MAHKEMESİ :Asliye Hukuk Mahkemesi

SAYISI : 2021/227 Esas, 2023/215 Karar

KARAR : Kabul

Taraflar arasındaki imar uygulaması sırasında bedele dönüştürülen davacı payına takdir edilen karşılığın artırılması davasında verilen karar hakkında yapılan temyiz incelemesi sonucunda, Dairece Mahkeme kararının bozulmasına karar verilmiştir.

Mahkemece bozmaya uyularak yeniden yapılan yargılama sonucunda; davalı ... yönünden husumet yokluğu nedeniyle davanın reddine, davalı ... yönünden taleple bağlı kalınarak davanın kabulüne karar verilmiştir.

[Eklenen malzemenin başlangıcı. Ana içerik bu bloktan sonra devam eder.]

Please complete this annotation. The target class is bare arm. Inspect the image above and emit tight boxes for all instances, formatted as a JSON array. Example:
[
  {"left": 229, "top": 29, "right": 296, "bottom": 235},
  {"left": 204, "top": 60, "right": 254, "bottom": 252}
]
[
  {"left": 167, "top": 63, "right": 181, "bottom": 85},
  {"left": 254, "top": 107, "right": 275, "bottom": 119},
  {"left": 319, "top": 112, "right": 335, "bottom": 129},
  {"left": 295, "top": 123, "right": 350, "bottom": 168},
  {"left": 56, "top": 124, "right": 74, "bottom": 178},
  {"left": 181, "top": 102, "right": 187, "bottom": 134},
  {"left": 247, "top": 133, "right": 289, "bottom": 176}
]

Mahkeme kararı davalı ... vekili tarafından temyiz edilmekle; kesinlik, süre, temyiz şartı ve diğer usul eksiklikleri yönünden yapılan ön inceleme sonucunda, temyiz dilekçesinin kabulüne karar verildikten ve Tetkik Hâkimi tarafından hazırlanan rapor dinlendikten sonra dosyadaki belgeler incelenip gereği düşünüldü:

I. DAVA

Davacılar vekili dava dilekçesinde özetle; İstanbul ili, Zeytinburnu ilçesi, ... Mahallesi 1813 ada 6 parsel sayılı taşınmazın müvekkillerinin murisine ait olduğunu, müvekkillerinin bilgisi ve izni dışında herhangi bir tebligat yapılmaksızın taşınmazın şuyulandırma ve ifraz işlemine tabi tutularak birçok parsele ayrıldığını, bir kısmının davalı ... adına, bir kısmının da davalı ... adına tapuya tescil edildiğini belirterek, el atılan taşınmaz bedelinin davalılardan müştereken ve müteselsilen tahsilini talep etmiştir.

II. CEVAP

Davalı ... vekili cevap dilekçesinde özetle; davada öncelikle görev ve zamanaşımı itirazında bulunduklarını, ayrıca davacıların Yunan uyruğunda olmaları nedeniyle teminat ve mütekabiliyet yönünden itirazda bulunduklarını, davacıların zararlarının müvekkili belediye tarafından yapılan şuyulandırma ve ifraz işleminden kaynaklandığını, bu nedenle davanın idare mahkemelerinde görülmesi gerektiğini, dava konusu 1813 ada 6 parsel sayılı 21.592,00 m² yüzölçümüne sahip taşınmazın 69/768 hissesinin davacılar murisi adına kayıtlı iken 15.06.1964 tarihinde İstanbul Belediye Başkanlığı tarafından yapılan ifraz sonucu 1813 ada 664 ve 665 parsel sayılı taşınmazların oluşturulduğunu, 1813 ada 6 parsel sayılı taşınmazda davacılar murisine ait hissenin 304/4096 (1572,84 m²) olarak 1813 ada 665 parsel sayılı taşınmazda kullanıldığı, 28.07.1987 tarihinde müvekkili belediye tarafından yapılan imar uygulaması sonucu üzerinde 3290 sayılı Kanun ile değişik 2981 sayılı İmar ve Gecekondu Mevzuatına Aykırı Yapılara Uygulanacak Bazı İşlemler ve 6785 sayılı İmar Kanunu'nun Bir Maddesinin Değiştirilmesi Hakkında Kanun (2981 sayılı Kanun) kapsamında kalan gecekondular bulunan 1813 ada 665 parsel sayılı taşınmazın birçok parsele ayrıldığını, davacılar murisine ait hisseden 2981 sayılı Kanun'un 10 uncu maddesinin (c) bendi gereği düzenleme ortaklık payı düşüldükten sonra kalan kısmın bedele dönüştürüldüğü ve bedellerin ... Bankası ... Şubesine yatırıldığını, davacıların alacağı varsa bankadan talep etmesi gerektiği ileri sürmüştür.

III. MAHKEME KARARI

Mahkemenin 20.11.2014 tarihli ve 2013/63 Esas, 2014/523 Karar sayılı kararı ile davalı ... yönünden husumet yokluğu nedeniyle davanın reddine, davalı ... yönünden davanın kabulüne karar verilmiştir.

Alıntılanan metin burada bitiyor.